Charles-André Julien, citant le Qirtas (Cahier) -écrit par Ibn Abi Zar' - note au sujet de cette figure de proue de la dynastie almoravide : " Teint brun, taille moyenne, maigre, peu de barbe, voix douce, yeux noirs, nez aquilin, mèche de Mahomet retombant sur le bout de l'oreille, sourcils joints l'un à l'autre, cheveux crépus. Il était courageux, résolu, imposant, actif, généreux, bienfaisant ; il dédaignait les plaisirs du monde ; austère, juste et saint, il fut modeste jusque dans ses vêtements, il ne porta jamais que de la laine à l'exclusion de toute autre étoffe ; il se nourrissait d'orge, de viande et de lait de chamelle et se tint strictement à cette nourriture jusqu'à sa mort ". Durant son règne, Zaïneb joua un rôle capital dans sa carrière, l'effaçant même en de nombreuses occasions.

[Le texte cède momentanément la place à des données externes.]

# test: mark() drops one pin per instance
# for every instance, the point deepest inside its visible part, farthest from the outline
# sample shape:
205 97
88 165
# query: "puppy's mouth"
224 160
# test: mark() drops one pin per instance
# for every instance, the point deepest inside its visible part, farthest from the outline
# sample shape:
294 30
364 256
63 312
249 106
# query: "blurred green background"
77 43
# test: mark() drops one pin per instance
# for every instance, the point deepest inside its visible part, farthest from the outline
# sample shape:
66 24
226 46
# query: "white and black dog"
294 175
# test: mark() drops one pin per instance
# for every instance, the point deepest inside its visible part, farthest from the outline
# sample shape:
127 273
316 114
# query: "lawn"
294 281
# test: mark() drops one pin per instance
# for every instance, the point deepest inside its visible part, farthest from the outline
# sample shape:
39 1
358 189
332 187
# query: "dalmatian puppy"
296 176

Il fonda, en prêtant toute son attention aux judicieuses remarques de son épouse, la ville de Marrakech en 1062, conquit le Maroc du Nord et le Maghreb Central au delà d'Alger. Appelé par Al Mu'tamid de Séville, il remporte sur les Chrétiens la bataille de Zalaca (Sagrajas) (2/11/1086) écrasant Alphonse VI de Castille puis déposséda les roitelets andalous et les remplaça par des gouverneurs almoravides. Il ne serait pas inutile de signaler que les plus grands spécialistes estiment que cette victoire allait prolonger la domination musulmane de trois siècles en Andalousie qui virent l'émergence de noms universellement reconnus, lus et étudiés jusqu'à nos jours et ce, au niveau planétaire.

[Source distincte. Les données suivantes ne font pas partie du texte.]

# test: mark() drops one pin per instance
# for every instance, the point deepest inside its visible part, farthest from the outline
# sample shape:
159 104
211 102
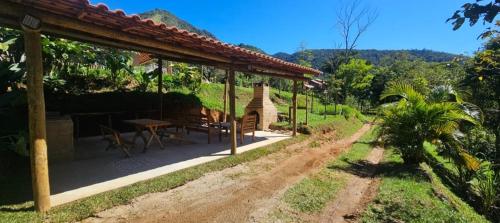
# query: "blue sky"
282 25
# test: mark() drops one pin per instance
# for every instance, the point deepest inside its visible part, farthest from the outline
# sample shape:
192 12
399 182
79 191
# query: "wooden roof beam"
68 26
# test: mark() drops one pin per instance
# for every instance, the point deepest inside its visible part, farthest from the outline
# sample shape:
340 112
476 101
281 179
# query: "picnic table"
149 125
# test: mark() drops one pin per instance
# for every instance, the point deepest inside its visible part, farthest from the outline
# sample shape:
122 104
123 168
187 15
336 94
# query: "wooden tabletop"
147 122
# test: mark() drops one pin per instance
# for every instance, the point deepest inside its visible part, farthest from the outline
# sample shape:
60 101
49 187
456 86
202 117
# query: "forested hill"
319 55
163 16
374 56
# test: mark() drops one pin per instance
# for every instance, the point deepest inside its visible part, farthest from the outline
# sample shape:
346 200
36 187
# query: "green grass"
314 192
87 207
211 96
408 194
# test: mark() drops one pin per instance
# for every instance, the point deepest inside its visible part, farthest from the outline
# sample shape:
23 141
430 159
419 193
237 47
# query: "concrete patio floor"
96 170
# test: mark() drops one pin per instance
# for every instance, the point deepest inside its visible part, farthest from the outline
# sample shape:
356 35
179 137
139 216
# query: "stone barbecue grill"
262 106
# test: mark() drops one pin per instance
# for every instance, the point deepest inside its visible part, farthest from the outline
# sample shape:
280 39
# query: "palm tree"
414 119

Zaïneb était présente et participait à toutes les réalisations qui ont survécu à son mari. Elle avait trouvé le bonheur et la consécration ; le bonheur d'une vie conjugale exemplaire et la consécration en partageant de fait un pouvoir qui allait écrire en presque un demi-siècle une ère de paix, de justice et de prospérité.

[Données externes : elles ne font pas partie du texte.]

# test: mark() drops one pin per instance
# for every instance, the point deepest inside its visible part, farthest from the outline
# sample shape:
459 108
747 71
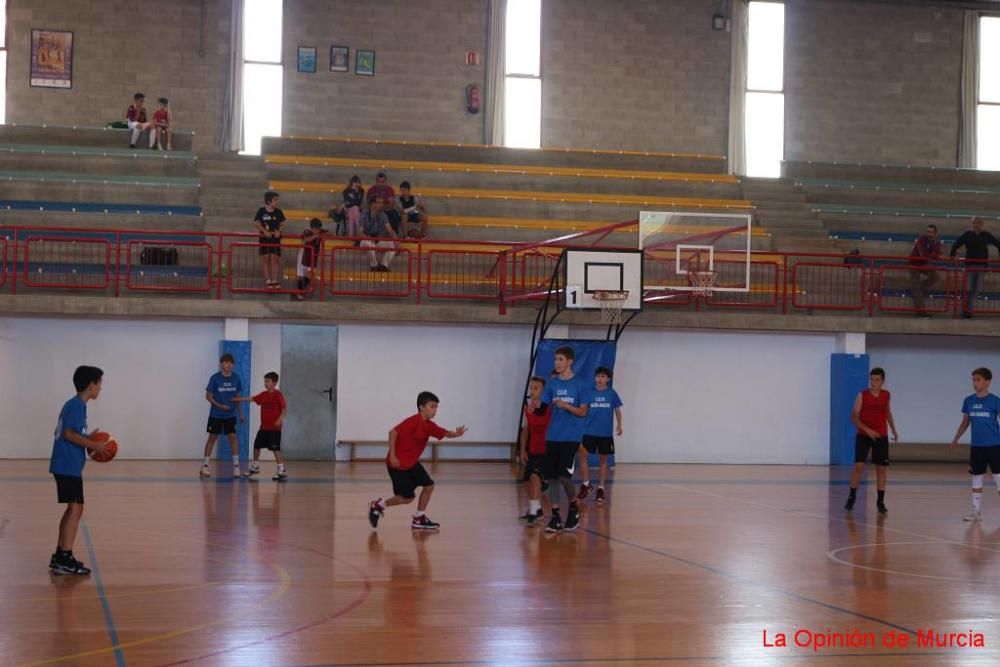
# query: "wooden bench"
434 445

Après sa longue absence qui le mena jusqu'en Afrique subsaharienne, Abou Bekr Ibn Omar fit annoncer son retour. Youssef jugea normal et légal de laisser le pouvoir qu'il avait entre-temps moralisé, affermi et renforcé. C'est alors que Zaïneb s'interposa et lui suggéra un plan qui, sans faire couler de sang et sans affecter l'orgueil de son cousin, devra définitivement sceller l'autorité entre les mains de son mari. Convaincu par sa femme, Youssouf l'exécuta dans les menus détails avancés par sa compagne.

Quand Abou Bakr fut annoncé, Youssouf sortit à la tête d'un cortège impressionnant pour accueillir son cousin. A peine les deux hommes face à face, Abou Bakr lui dit : " Tu es, ô Youssouf, mon cousin et tu tiens pour moi la place d'un frère. En ce qui me concerne, il est indispensable que je retourne au Sahara aider mes frères. Je me rends compte qu'il n'y a personne d'autre que toi qui puisse diriger le Maghreb et qui le mérite. Je me décharge de cette mission et t'en investis. Occupe-toi donc de ton empire dont tu es digne ".

Voilà, brièvement, l'histoire d'une femme qui a fait qu'un souverain, avec tout son génie propre, toute sa sagesse et toute sa sincère dévotion est devenu l'un des plus grands que son pays a connus. Ne dit-on pas que " derrière chaque génie il y a une grande femme ? ".

POSTFACE

Nous sommes peu convaincu, qu'à une époque où les chroniqueurs étaient légion, il n'y en est pas eu un qui se soit penché sur la vie de Zaïneb. Il faut espérer que quelque manuscrit la concernant est en train de continuer sa longue hibernation dans une bibliothèque privée ou publique et qu'il finira par tomber entre des mains sûres qui voudront bien l'exhumer?

Sources :

1. Kitab El Ibar (Histoire) d'Ibn Khaldoun-Tome 6 - Editions du Livre libanais- Beyrouth. 1967.

2. Histoire des Berbères- Ibn Khaldoun- Traduction en français par le Baron De Slane- Librairie Paul Geuthner, Paris- Tomes 2 et 3. 1978.

3. Le Mémorial du Maroc. Tome 2. Texte de Mohamed Zniber - Editions Nord Organisation. 1982

4. Histoire de l'Afrique du Nord de la conquête arabe à 1830. Par Charles - André Julien. Tome 2. Editions Payot. Paris 1978.

5. Kitab el-Istiqça, Ahmed ben Khaled En-Naciri

Version arabe : 9 volumes, Edition de Dar Elkitab, Casablanca, 1954.

Version en français : 2 volumes traduits par A. Graule pour les Idrissides et par G.S. Colin pour les Almoravides. Librairie Paul Geuthner, Paris, 1925.